Box debuts new features and integrations for the financial services sector
Box Inc. is moving another notch down its checklist for industry-specific functionality with the introduction of new capabilities aimed at addressing the strict data management requirements of financial institutions. The launch marks the latest milestone in a long-running push toward vertical integration.
The corporate file-sharing juggernaut’s journey to become more than just another horizontal storage player traces back nearly three years to the launch of its data integration service, which opened the way for partners to provide value-added functionality. The ecosystem reached 1,000 applications last March, when Box gave the first hints of its intentions to take the plan the next level.

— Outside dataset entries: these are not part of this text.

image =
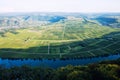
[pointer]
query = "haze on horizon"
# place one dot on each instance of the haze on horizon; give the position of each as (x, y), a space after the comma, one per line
(59, 6)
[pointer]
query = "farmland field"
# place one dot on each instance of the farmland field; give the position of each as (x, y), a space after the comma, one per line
(69, 37)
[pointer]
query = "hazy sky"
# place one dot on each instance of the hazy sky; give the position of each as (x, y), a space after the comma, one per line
(60, 6)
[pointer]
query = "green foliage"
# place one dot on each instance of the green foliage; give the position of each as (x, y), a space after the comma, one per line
(107, 70)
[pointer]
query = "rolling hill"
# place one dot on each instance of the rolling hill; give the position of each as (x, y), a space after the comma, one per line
(59, 36)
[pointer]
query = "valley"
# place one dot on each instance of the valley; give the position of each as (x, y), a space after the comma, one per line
(58, 35)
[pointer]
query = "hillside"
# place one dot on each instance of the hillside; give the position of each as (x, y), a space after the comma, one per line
(62, 36)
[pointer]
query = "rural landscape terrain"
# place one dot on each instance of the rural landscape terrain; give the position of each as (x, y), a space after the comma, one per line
(59, 35)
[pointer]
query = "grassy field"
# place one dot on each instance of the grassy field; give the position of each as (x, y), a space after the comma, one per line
(64, 39)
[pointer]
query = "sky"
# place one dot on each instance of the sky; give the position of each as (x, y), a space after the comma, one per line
(59, 6)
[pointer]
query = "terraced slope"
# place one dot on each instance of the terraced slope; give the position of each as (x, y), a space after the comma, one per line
(74, 38)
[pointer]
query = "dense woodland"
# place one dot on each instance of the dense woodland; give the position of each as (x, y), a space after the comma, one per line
(106, 70)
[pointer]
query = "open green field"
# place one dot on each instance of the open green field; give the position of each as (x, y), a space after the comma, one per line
(63, 39)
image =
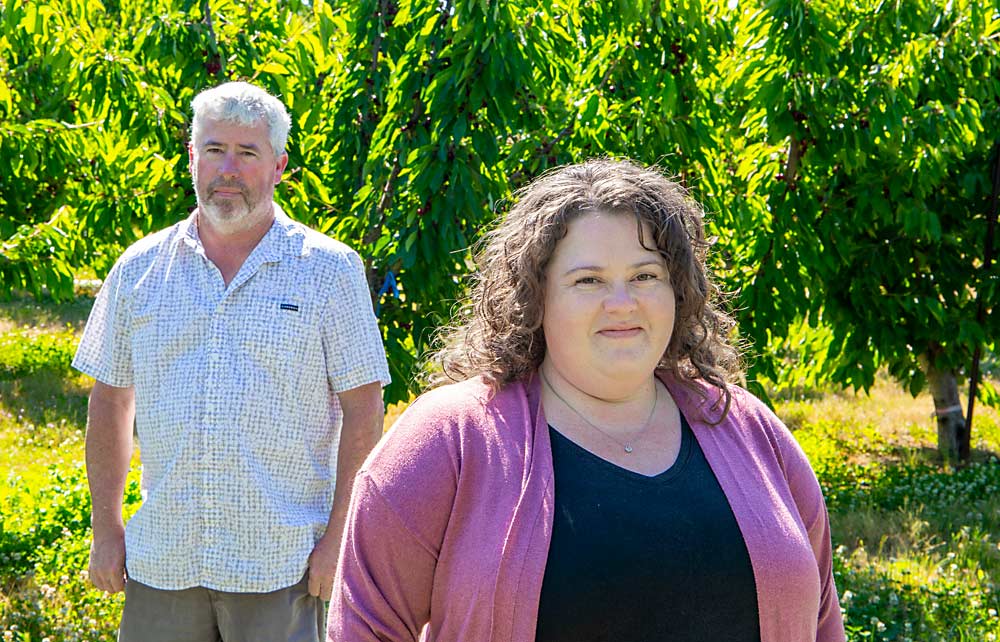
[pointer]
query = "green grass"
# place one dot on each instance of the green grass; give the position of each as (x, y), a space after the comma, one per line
(917, 546)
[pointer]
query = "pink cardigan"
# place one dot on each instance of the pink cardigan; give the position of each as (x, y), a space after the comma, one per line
(451, 517)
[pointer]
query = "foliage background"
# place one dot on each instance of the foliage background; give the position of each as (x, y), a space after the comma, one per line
(842, 148)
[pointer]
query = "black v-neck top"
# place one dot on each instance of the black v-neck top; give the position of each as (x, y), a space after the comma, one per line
(635, 558)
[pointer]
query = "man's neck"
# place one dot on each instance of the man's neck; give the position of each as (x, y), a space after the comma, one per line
(229, 249)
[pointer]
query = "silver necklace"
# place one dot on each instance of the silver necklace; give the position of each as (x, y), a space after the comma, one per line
(626, 445)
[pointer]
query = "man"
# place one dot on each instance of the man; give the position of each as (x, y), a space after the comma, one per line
(244, 347)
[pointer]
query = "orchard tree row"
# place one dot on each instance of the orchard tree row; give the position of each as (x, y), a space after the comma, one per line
(844, 150)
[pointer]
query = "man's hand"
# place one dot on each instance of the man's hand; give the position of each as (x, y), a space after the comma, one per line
(107, 560)
(323, 566)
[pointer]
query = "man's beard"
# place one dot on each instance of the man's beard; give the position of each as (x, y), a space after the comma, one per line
(228, 215)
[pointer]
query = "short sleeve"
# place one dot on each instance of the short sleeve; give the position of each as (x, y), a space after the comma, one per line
(105, 350)
(352, 341)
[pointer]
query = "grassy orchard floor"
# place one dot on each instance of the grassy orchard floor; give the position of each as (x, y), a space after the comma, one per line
(918, 548)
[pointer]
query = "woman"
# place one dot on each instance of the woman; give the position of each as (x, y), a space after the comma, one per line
(590, 474)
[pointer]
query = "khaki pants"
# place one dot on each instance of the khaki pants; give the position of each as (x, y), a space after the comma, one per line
(203, 615)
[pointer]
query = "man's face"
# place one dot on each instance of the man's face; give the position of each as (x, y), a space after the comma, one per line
(234, 171)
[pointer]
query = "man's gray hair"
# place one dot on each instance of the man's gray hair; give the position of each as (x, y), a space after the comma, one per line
(245, 104)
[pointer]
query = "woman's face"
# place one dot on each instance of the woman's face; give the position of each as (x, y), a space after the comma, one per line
(609, 307)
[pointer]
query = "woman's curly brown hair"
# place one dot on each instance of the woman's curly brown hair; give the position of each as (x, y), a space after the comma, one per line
(498, 334)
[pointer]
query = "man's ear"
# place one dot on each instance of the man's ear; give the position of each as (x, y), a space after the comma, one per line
(279, 168)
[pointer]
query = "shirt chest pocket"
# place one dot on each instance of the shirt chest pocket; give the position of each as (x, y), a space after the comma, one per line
(276, 335)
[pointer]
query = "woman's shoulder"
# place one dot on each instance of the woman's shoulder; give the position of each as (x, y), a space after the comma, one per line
(745, 414)
(443, 428)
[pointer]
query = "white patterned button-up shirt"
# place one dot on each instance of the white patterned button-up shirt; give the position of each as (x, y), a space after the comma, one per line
(236, 405)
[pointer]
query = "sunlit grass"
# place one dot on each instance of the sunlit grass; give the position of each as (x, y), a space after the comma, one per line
(918, 547)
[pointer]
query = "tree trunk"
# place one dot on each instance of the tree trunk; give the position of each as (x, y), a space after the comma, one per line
(947, 409)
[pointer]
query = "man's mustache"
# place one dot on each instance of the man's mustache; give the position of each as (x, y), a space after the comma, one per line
(214, 185)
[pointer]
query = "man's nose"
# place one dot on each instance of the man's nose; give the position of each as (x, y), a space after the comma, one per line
(230, 165)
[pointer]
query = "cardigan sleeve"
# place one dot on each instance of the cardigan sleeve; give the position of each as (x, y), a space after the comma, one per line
(808, 497)
(400, 508)
(383, 586)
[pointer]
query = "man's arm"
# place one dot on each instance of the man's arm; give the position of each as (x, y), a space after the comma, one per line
(362, 427)
(109, 450)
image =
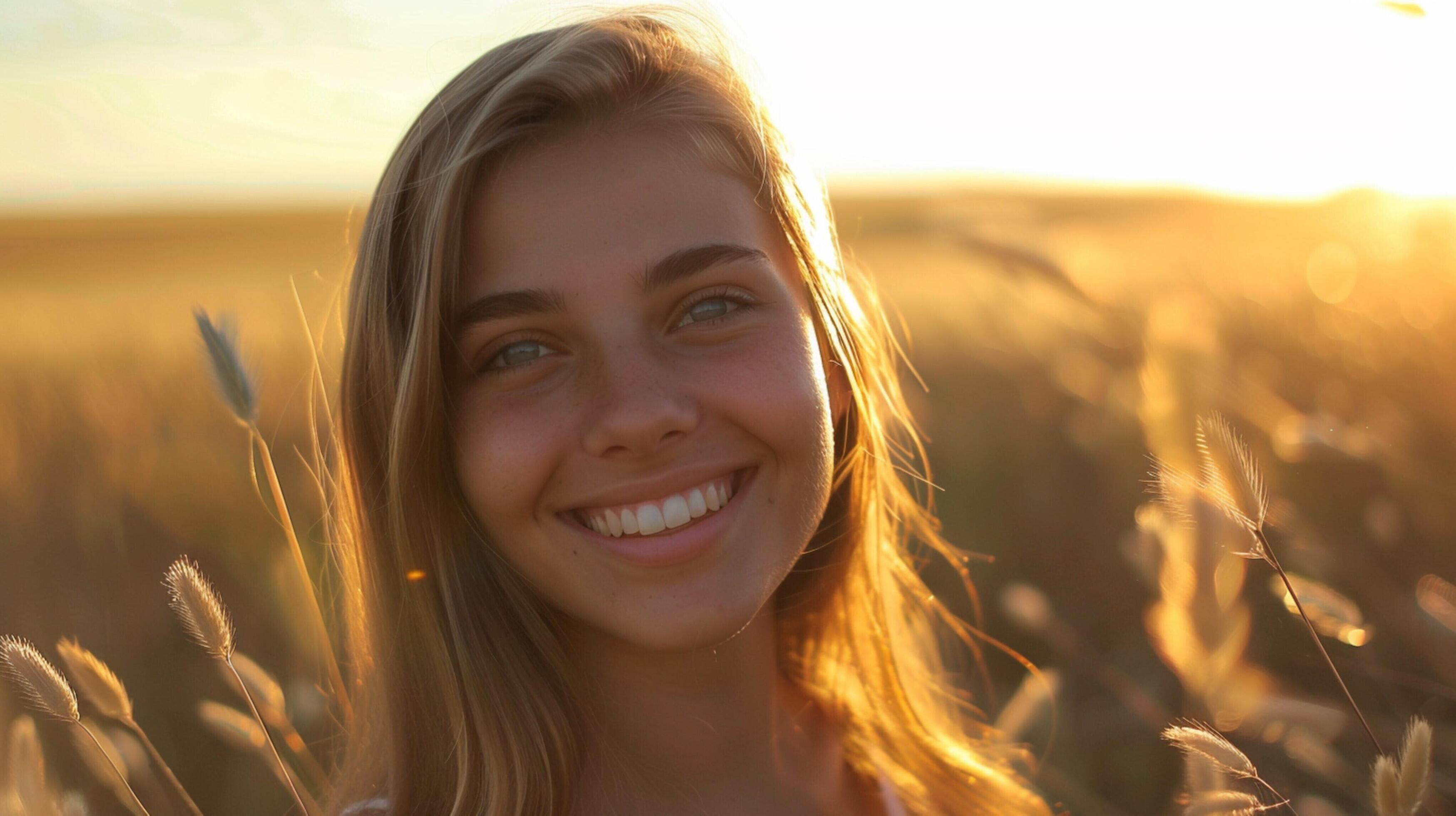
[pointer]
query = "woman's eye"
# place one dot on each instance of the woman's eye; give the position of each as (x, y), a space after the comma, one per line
(518, 355)
(708, 309)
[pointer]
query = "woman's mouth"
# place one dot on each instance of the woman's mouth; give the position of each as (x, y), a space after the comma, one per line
(669, 513)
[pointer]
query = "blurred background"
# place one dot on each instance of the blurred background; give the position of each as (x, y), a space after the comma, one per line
(1095, 221)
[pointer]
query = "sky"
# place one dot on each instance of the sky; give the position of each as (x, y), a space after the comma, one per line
(156, 104)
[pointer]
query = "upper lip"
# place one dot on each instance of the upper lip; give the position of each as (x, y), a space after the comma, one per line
(656, 487)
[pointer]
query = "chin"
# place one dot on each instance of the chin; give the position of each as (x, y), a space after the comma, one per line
(686, 623)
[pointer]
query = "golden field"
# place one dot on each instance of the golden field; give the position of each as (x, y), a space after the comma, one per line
(1062, 338)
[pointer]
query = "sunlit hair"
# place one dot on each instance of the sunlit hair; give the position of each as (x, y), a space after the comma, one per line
(463, 694)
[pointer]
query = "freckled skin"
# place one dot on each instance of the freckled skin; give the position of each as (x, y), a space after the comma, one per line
(618, 391)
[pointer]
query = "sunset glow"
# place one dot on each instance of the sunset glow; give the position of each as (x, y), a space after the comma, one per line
(119, 105)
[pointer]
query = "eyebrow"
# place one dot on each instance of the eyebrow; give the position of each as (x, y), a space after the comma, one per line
(672, 269)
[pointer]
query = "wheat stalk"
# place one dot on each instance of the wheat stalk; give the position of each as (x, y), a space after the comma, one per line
(238, 393)
(246, 735)
(1231, 480)
(28, 770)
(206, 618)
(102, 688)
(47, 690)
(273, 704)
(1228, 804)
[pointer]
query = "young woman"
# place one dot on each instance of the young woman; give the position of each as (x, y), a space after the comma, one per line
(622, 522)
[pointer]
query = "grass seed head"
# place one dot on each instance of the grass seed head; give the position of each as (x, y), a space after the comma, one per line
(200, 608)
(37, 681)
(1231, 475)
(228, 366)
(98, 684)
(1416, 766)
(1203, 741)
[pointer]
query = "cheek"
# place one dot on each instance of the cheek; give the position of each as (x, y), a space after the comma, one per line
(778, 393)
(506, 458)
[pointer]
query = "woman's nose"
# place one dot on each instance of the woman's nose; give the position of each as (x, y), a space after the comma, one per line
(638, 406)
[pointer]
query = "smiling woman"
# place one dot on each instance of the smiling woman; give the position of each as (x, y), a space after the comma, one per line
(610, 390)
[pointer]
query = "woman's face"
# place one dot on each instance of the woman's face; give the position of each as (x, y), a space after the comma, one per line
(641, 414)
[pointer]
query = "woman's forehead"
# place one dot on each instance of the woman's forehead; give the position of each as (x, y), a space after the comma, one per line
(603, 202)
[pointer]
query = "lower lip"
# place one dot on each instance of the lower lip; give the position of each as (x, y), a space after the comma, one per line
(672, 547)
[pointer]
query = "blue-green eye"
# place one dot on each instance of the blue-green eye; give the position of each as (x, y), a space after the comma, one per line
(518, 355)
(708, 309)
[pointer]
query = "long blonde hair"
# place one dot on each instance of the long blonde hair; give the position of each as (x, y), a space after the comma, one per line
(462, 690)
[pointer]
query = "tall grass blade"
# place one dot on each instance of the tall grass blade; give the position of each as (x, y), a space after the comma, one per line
(28, 770)
(232, 378)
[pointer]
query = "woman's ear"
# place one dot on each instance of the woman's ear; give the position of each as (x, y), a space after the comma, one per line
(839, 393)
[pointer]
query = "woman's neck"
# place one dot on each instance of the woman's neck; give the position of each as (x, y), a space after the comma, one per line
(717, 729)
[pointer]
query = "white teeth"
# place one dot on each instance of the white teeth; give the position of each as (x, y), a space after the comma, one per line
(666, 513)
(650, 519)
(674, 512)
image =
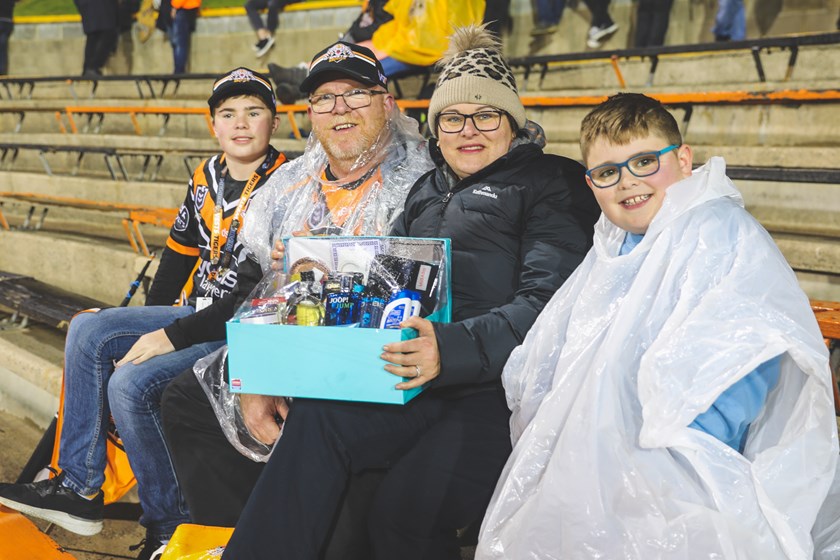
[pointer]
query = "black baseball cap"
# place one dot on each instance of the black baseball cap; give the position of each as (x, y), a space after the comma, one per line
(346, 60)
(242, 81)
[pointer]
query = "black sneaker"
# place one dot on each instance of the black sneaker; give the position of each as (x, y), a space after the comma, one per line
(50, 501)
(152, 549)
(263, 46)
(544, 29)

Half a year later, the cloud giant debuted a structured effort to tackle industry-specific demands that took its strategy beyond partnerships with a build-in workflow management technology capable of automatically enforcing how information is accessed and shared. The new features unveiled this morning extend that functionality into the most compliance-conscious parts of the financial world.
The biggest addition is the ability to regulate how long records are kept around and where, a crucial requirement for heavily-regulated organizations such as banks that must meet rigid retention guidelines. Deleting a file prematurely can create critical accountability gaps that have the potential to severely backfire in the event of an audit, while holding onto data for too long often carries serious legal repercussions.
The new functionality leverages the workflow management feature that Box introduced in September to automatically label sensitives files with metadata tags describing the specific time constraints on each. Administrators can search documents based on those markers and modify them to change retention limits across a particular collection of documents with a single action instead of having to manually reconfigure each one.
The capability can also be applied to copies moved outside the original folder, which pose a major administrative challenge in enterprise environments where data is often shared among large groups often extending beyond the organization. Box intends to double down on that issue later in the quarter with the scheduled addition of a watermarking feature specifically designed to curtail leaks.
The function will provide the option to assign a unique identifier to every person viewing a document, regardless of whether or not they’re logged in, that will be prominently visible on each page. That is meant to provide organizations with the means to trace the source of unauthorized screenshots to the specific individual and thereby deter such activity.
Rounding out the controls is integration with Bloomberg Vault that provides auditing capabilities to track policy changes, which adds another line of defense against compliance breaches. Forthcoming certification for SEC Rule 17a-4 compliance will open up the functionality for trading and brokerage firms dealing in financial securities.